Se cada um estiver mais focado em defender a própria metodologia do que criar um arcabouço inicial, dificilmente conseguiremos desatar esse nó. Voltemos mais uma vez à contabilidade financeira. Quantas atualizações foram feitas nas principais metodologias aceitas globalmente como o IFRS ou US GAAP desde a primeira implementação?
O desafio é grande sempre, mas bastaria imaginar o que pode vir a reboque da contabilidade de carbono para que a mobilização fosse óbvia. A definição da intensidade de carbono de cada produto permitiria a precificação e valorização do atributo implícito. Seria possível premiar um determinado produto no tempo à medida que a evolução tecnológica ou aumento de eficiência permita redução de emissões.
O consumidor poderia escolher, entre dois produtos similares, aquele com menor impacto nas mudanças climáticas. Investidores conseguiriam medir de forma objetiva o risco relacionado às mudanças climáticas inerente a cada operação ou produto e, consequentemente, de cada empresa.
O conceito traria estímulo e escala aos créditos de carbono na medida em que eles poderiam ser associados a um determinado produto compensando emissões, potencialmente trazendo maior competitvidade a produtos de difícil descarbonização através de créditos de reflorestamento ou CCS, sem deixar, portanto, de promover redução de emissões.
A discussão precisa ser fundamentalmente global, mas não custa mencionar o desafio adicional de mensuração dos produtos sustentáveis brasileiros: agricultura, biocombustíveis ou florestas, tema de artigos passados nessa coluna.
Culturas tropicais são fundamentalmente mais eficientes do que seus pares de clima temperado, seja na conversação de energia solar em biomassa, seja na captura de carbono no solo. Essa eficiência, que se traduz em maior captura ou menor pegada de carbono, precisa ser devidamente reconhecida e precificada.
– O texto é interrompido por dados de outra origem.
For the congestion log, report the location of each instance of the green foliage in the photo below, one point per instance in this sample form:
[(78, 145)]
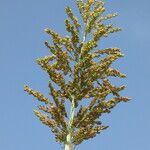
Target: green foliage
[(89, 75)]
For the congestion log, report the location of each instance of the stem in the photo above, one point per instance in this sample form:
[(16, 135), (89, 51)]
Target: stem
[(69, 145)]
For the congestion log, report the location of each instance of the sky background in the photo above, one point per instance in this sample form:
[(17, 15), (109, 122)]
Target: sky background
[(21, 43)]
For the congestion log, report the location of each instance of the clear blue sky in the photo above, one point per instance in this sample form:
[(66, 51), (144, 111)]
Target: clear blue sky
[(21, 42)]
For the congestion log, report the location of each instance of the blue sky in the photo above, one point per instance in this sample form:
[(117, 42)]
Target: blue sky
[(21, 43)]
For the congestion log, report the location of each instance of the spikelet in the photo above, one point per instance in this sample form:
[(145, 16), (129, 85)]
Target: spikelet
[(36, 94), (76, 58)]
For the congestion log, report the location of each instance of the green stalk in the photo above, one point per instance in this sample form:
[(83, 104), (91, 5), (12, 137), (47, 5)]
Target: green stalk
[(69, 145)]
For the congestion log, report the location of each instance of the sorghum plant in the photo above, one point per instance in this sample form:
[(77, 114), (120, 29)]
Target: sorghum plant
[(79, 72)]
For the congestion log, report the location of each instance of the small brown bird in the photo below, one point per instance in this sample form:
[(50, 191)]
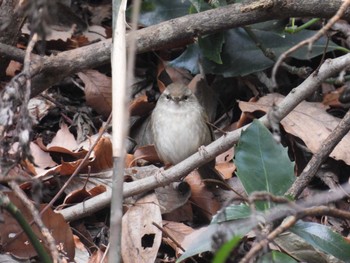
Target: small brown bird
[(179, 126)]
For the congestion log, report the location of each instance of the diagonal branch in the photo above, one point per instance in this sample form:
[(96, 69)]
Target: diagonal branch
[(174, 33)]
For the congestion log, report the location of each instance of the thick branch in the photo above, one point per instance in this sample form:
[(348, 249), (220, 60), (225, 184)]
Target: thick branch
[(329, 68)]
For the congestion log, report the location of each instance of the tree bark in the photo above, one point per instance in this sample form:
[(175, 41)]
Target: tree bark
[(177, 31)]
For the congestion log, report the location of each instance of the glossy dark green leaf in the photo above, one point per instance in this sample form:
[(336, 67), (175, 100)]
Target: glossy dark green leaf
[(323, 238), (276, 257), (262, 163), (224, 252), (202, 242), (241, 56), (211, 46), (232, 212), (156, 11)]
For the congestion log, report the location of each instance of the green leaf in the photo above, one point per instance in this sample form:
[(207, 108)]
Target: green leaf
[(276, 256), (224, 252), (241, 56), (323, 238), (156, 11), (201, 241), (262, 163), (232, 212), (211, 46)]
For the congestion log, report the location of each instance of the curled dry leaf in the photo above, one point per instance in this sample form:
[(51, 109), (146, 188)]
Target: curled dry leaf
[(20, 246), (98, 91), (140, 238), (63, 139), (177, 231), (202, 196), (140, 106), (308, 121), (172, 196)]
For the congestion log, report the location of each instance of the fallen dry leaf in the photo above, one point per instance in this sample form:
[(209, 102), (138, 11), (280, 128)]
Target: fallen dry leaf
[(177, 231), (63, 139), (98, 91), (140, 238), (202, 196), (20, 246), (308, 121)]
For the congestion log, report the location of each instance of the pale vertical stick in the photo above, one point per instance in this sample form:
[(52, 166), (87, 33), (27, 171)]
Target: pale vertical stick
[(119, 125)]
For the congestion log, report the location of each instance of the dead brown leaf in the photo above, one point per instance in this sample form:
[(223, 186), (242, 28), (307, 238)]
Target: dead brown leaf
[(20, 246), (308, 121), (140, 238), (177, 231), (98, 91)]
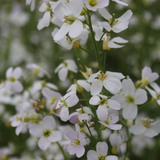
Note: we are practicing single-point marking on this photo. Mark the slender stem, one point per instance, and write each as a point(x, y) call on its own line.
point(97, 53)
point(105, 58)
point(64, 155)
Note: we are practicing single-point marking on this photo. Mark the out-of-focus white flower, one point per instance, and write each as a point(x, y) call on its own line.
point(148, 76)
point(130, 98)
point(45, 132)
point(115, 24)
point(146, 127)
point(116, 141)
point(69, 100)
point(100, 153)
point(68, 13)
point(63, 68)
point(120, 2)
point(110, 80)
point(38, 70)
point(75, 142)
point(12, 83)
point(95, 4)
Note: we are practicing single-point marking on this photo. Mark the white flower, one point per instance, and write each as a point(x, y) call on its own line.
point(146, 127)
point(155, 94)
point(116, 25)
point(100, 153)
point(76, 143)
point(63, 68)
point(120, 2)
point(110, 80)
point(130, 98)
point(109, 43)
point(116, 141)
point(12, 83)
point(68, 13)
point(148, 76)
point(38, 70)
point(104, 103)
point(69, 100)
point(45, 132)
point(95, 4)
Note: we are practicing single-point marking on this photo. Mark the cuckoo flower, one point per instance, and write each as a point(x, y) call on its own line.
point(68, 13)
point(45, 132)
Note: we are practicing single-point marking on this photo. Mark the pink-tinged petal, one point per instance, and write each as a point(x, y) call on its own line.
point(49, 123)
point(82, 139)
point(102, 113)
point(62, 74)
point(94, 100)
point(17, 86)
point(153, 93)
point(156, 126)
point(46, 19)
point(150, 133)
point(84, 84)
point(17, 72)
point(96, 87)
point(19, 129)
point(72, 65)
point(9, 72)
point(72, 135)
point(62, 32)
point(92, 155)
point(43, 143)
point(105, 25)
point(140, 96)
point(137, 129)
point(130, 111)
point(115, 126)
point(55, 136)
point(113, 118)
point(64, 114)
point(126, 16)
point(72, 100)
point(75, 29)
point(80, 150)
point(105, 14)
point(102, 148)
point(111, 158)
point(128, 87)
point(154, 76)
point(146, 71)
point(36, 130)
point(71, 149)
point(113, 104)
point(155, 87)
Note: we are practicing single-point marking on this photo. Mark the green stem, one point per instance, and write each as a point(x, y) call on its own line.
point(105, 58)
point(64, 155)
point(92, 33)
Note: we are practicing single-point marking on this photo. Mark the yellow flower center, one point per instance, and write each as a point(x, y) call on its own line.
point(12, 79)
point(46, 133)
point(129, 99)
point(102, 76)
point(69, 19)
point(146, 123)
point(92, 2)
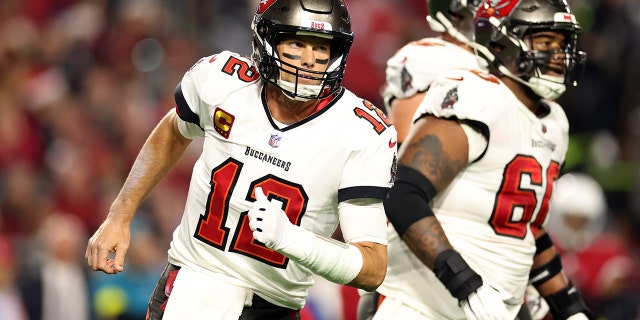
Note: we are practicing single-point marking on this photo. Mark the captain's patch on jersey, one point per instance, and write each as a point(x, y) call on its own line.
point(450, 99)
point(222, 122)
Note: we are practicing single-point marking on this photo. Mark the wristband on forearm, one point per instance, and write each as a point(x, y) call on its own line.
point(456, 275)
point(408, 200)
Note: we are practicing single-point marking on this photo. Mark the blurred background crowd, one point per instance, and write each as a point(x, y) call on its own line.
point(83, 82)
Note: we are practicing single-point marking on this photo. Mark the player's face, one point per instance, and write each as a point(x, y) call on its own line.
point(306, 52)
point(552, 42)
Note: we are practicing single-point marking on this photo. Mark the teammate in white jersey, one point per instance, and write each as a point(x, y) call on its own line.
point(288, 155)
point(412, 69)
point(476, 175)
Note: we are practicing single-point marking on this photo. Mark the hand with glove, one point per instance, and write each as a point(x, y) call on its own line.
point(478, 300)
point(268, 221)
point(336, 261)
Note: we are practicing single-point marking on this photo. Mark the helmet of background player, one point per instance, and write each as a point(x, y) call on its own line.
point(453, 16)
point(578, 211)
point(323, 18)
point(500, 29)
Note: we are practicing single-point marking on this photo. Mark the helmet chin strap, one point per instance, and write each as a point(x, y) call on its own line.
point(544, 86)
point(308, 90)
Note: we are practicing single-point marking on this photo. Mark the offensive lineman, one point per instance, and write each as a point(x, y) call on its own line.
point(412, 69)
point(288, 154)
point(476, 174)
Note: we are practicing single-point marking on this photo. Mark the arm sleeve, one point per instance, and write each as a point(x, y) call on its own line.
point(363, 220)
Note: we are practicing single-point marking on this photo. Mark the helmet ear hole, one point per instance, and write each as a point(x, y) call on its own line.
point(524, 65)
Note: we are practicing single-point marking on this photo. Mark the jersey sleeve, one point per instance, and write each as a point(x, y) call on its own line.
point(370, 168)
point(459, 94)
point(205, 84)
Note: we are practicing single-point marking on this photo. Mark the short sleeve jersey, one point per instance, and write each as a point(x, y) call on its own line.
point(414, 67)
point(344, 151)
point(494, 206)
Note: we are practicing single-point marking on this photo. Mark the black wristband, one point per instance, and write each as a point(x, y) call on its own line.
point(456, 275)
point(543, 243)
point(566, 303)
point(408, 200)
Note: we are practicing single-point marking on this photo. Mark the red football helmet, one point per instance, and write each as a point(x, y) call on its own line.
point(324, 18)
point(501, 27)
Vale ou não vale um crowd engagement em prol da criação de mecanismos e alternativas de funding, a partir do desenho de um primeiro arcabouço de contabilidade de carbono, do qual seja possível avançar e agir? Mas para isso acontecer o espírito tem que ser de mutirão, onde cada um contribui como pode com o melhor de si, sem querer aparecer, simplesmente com objetivo de resolver e fazer acontecer.
Esse espírito é bem mais difícil de traduzir, mas tenho andado mais otimista com esse assunto com o privilégio de liderar essa iniciativa na SBCOP.